This information has been prepared by IG, a trading name of IG Markets Limited. In addition to the disclaimer below, the material on this page does not contain a record of our trading prices, or an offer of, or solicitation for, a transaction in any financial instrument. IG accepts no responsibility for any use that may be made of these comments and for any consequences that result. No representation or warranty is given as to the accuracy or completeness of this information. Consequently any person acting on it does so entirely at their own risk. Any research provided does not have regard to the specific investment objectives, financial situation and needs of any specific person who may receive it. It has not been prepared in accordance with legal requirements designed to promote the independence of investment research and as such is considered to be a marketing communication. Although we are not specifically constrained from dealing ahead of our recommendations we do not seek to take advantage of them before they are provided to our clients. See full non-independent research disclaimer and quarterly summary.
The most recent meeting of the European Central Bank (ECB) included a discussion of tapering, with President Mario Draghi saying that preliminary talks had begun on the length and size of monthly purchases. In addition, the ECB upgraded its growth forecast to 2.2% for 2017, the strongest since 2007. However, the inflation forecast for 2018 was 1.2%, way below what was originally expected. There was, we are told, no real discussion on euro strength and how it altered their outlook, which somewhat contradicts what ECB ‘sources’ said beforehand.
Barring some kind of hawkish turn from the Federal Reserve, or a shift in market sentiment that causes the ongoing dollar weakness to reverse, the path for the euro against the dollar seems higher.

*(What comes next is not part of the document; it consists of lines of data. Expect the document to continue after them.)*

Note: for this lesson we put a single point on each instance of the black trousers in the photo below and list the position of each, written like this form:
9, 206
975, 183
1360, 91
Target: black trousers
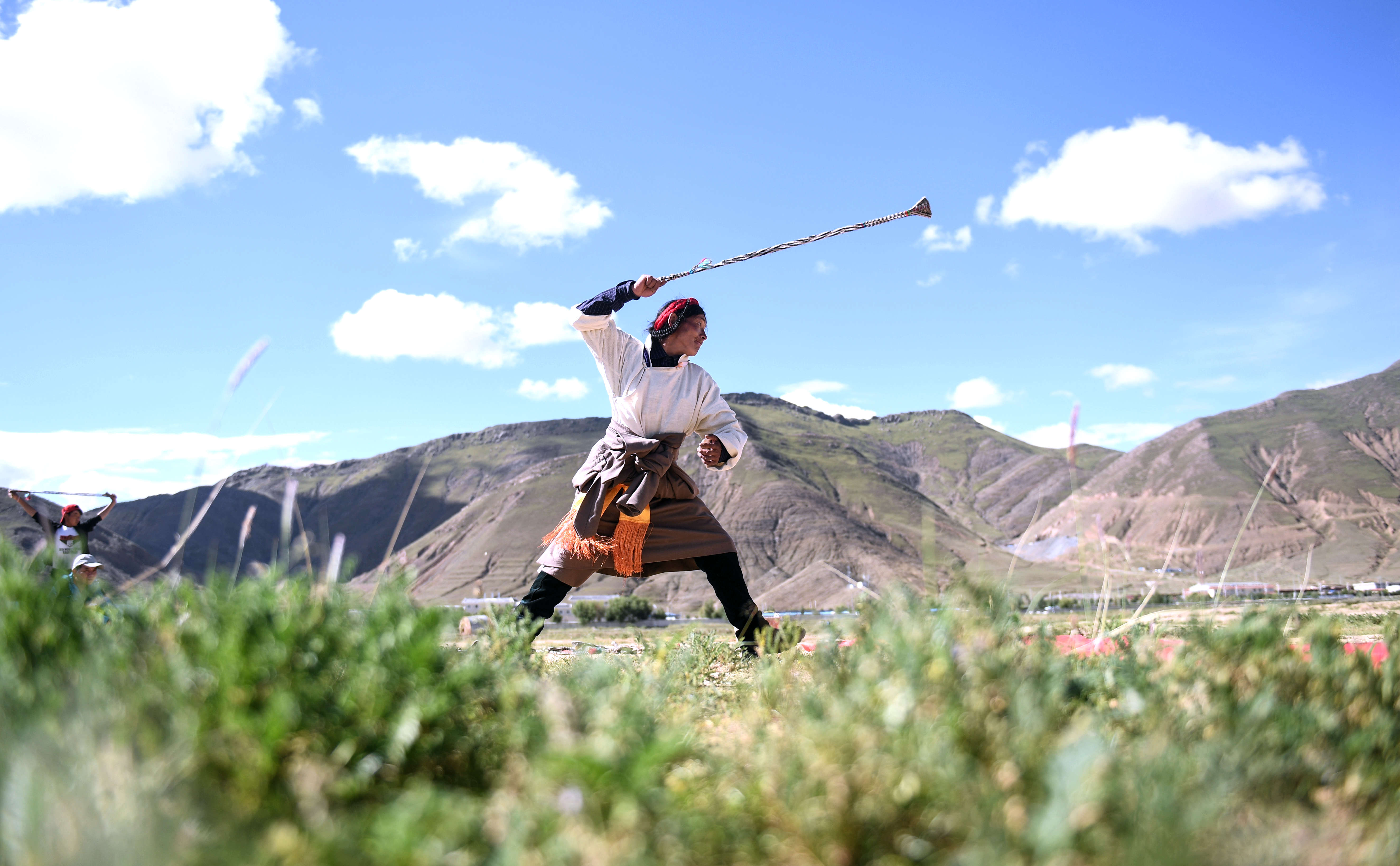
720, 569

Despite being given plenty of opportunity, Draghi did not make any reference to euro strength and whether it would need to alter policy or delay tapering as a result. This prompted the currency to move above $1.20 once more.
Since then it has fallen back, but only just below $1.18, and despite a stronger US consumer price index (CPI) reading, it seems unwilling to move further. Against the pound it has been a different story. Higher CPI, improved unemployment figures and an apparently more hawkish Bank of England (BoE), have pushed EUR/GBP back down to its lowest level since mid July. Dips in EUR/USD have been bought, but rallies in EUR/GBP are still being sold.
Looking towards the end of the year, we can expect seasonality to push EUR/USD higher. September tends to be a strong month for the pair, while October is usually weaker. But from November, the buyers take over, driving the pair higher through to December. Historically, EUR/GBP tends to do well in November and December too, so it will be interesting to see whether this slump in the pair can be reversed, particularly if the BoE keeps policy unchanged in its meetings until the end of the year.
In the wake of the ECB meeting, the euro seems almost destined to rise against the US dollar, but against EUR/GBP the picture is less clear.